The Threshold Theory
Here's as far as I go on this whole life-after-death thing.
Your whole life you've been telling yourself stories about yourself, often deceptive or at least non-factual. The best example being dreams, where you show yourself in a narrative and you wander through, as though awake, taking in the world you've created. At some level you - the deep you - must know that the dream world you've created isn't "real". But the dreamer in you believes the whole story, until you wake up.
And as you grow older and wiser you learn that telling these stories to yourself doesn't only happen while you are asleep.
OK so far. Basic stuff, I guess, but I was no psych major so this wasn't taught to me, and neither was what's next.
The threshold theory is that at the moment of death - at the threshold - a final narrative unfolds. Deep-you shows dreamer-you what's next. Who knows what it will show you, any more than you know any night what dreams you will dream.

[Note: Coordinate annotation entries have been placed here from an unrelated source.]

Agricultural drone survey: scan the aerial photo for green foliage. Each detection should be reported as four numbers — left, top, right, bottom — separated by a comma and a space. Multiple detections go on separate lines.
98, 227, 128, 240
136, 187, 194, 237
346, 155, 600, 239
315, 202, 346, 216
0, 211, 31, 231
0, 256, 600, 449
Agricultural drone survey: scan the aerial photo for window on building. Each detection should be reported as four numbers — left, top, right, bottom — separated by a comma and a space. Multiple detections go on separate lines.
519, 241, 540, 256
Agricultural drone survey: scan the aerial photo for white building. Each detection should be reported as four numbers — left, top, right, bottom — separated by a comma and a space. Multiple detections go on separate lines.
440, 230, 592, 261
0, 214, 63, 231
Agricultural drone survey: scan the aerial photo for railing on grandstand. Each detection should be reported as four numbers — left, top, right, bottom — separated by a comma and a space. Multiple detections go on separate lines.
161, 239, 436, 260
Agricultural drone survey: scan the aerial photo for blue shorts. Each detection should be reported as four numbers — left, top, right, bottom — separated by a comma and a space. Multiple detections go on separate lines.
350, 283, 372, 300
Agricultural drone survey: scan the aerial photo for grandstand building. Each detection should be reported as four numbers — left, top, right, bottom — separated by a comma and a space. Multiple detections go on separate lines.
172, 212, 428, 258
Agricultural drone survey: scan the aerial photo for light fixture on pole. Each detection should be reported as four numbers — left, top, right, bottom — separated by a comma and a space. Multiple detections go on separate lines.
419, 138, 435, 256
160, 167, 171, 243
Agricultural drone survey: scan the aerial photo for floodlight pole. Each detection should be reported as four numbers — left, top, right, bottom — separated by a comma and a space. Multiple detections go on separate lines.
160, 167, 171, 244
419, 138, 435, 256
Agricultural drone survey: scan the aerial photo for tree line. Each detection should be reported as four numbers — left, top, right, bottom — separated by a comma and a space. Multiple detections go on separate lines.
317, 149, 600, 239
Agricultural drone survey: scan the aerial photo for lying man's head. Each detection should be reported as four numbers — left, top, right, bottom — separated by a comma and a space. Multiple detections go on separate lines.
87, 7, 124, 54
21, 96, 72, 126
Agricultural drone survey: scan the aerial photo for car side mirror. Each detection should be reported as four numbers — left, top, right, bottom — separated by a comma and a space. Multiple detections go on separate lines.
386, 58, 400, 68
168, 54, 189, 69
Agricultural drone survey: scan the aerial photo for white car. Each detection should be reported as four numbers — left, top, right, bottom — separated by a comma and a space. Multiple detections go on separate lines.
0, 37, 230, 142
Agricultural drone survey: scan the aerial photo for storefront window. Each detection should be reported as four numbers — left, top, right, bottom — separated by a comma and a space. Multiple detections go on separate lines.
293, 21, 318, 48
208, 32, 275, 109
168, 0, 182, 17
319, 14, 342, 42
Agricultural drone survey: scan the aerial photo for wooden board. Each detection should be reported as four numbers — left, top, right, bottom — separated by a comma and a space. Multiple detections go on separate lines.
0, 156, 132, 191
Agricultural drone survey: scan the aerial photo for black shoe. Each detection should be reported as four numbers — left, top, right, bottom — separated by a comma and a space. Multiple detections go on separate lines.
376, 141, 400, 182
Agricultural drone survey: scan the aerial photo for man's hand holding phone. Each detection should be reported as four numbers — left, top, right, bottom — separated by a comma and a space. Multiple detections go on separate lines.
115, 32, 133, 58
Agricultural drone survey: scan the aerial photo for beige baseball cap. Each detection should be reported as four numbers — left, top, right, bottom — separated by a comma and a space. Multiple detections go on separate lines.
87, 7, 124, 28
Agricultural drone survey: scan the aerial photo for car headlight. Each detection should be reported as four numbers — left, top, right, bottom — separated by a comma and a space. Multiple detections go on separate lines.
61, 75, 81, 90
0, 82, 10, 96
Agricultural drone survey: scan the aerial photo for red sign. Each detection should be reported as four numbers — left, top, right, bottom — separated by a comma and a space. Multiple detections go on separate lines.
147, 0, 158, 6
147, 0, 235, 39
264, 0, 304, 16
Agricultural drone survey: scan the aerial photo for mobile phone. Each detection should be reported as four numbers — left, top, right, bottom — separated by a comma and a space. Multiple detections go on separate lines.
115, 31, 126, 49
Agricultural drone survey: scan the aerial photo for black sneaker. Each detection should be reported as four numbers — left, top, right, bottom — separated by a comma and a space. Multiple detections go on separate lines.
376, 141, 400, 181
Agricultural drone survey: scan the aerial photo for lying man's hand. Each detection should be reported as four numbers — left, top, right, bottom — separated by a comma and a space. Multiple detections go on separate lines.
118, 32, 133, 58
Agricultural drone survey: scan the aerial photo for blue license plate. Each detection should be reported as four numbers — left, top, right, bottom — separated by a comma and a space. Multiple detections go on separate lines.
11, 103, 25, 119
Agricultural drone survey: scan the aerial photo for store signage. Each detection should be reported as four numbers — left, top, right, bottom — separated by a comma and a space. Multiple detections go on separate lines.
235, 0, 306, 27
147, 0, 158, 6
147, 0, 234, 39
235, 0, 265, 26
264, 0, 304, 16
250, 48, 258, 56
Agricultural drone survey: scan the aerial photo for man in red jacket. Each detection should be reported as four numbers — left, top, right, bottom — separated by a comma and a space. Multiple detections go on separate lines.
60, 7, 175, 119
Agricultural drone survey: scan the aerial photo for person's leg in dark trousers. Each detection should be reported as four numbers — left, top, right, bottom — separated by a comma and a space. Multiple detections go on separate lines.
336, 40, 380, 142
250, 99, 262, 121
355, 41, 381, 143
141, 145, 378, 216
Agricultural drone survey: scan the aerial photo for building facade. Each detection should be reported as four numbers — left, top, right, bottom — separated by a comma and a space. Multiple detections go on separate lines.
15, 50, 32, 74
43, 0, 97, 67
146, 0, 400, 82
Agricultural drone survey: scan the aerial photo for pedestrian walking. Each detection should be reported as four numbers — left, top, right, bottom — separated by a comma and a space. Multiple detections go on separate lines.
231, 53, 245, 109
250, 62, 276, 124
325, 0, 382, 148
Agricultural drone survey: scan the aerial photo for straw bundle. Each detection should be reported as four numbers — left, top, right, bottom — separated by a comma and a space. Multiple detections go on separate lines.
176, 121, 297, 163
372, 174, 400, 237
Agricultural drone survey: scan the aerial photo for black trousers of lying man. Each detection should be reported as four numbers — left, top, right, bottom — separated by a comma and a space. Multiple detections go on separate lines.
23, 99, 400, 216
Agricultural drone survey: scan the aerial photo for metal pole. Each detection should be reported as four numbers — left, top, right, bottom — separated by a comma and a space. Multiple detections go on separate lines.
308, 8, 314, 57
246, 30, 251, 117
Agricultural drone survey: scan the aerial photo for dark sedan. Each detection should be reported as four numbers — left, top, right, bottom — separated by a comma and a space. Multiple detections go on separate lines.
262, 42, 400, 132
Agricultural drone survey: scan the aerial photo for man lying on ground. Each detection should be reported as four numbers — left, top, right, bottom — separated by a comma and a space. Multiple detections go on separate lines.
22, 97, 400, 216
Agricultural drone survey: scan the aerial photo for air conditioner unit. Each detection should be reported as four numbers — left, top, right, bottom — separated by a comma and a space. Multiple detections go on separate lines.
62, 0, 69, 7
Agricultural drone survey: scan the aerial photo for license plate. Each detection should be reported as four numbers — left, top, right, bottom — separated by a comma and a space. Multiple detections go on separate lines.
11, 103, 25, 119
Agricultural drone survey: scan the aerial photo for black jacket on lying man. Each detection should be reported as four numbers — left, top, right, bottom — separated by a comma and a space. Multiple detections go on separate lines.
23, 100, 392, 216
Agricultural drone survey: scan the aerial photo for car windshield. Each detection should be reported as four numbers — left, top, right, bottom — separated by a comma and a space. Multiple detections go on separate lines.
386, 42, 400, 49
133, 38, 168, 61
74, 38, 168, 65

So, you're at the moment of death, at the threshold. Maybe you will look out at the afterlife you believe in. If you believe you're going to hell (a proposition I find utterly ridiculous, by the way - take that, Satan!), well then maybe you're looking at brimstone and pitchforks. If you believe you're going to heaven, maybe you're at a really well-appointed hotel, and all the dogs who preceded you to the hereafter are running towards you, tails wagging.
If you're a lights-out guy, maybe you're looking into black.
Or maybe what dreamer-you believes has no bearing on what deep-you serves up at the last moment.
In any case I'm pretty sure that deep-you knows what is going down. All the circuit breakers are being tripped, the fire curtain is coming down, and it's time to trot out the last big dream.
Whatever it is, whatever the final story you tell yourself, at the threshold, that's it, that's eternity. The frame freezes at one last blink, the lids stay closed, you don't wake up.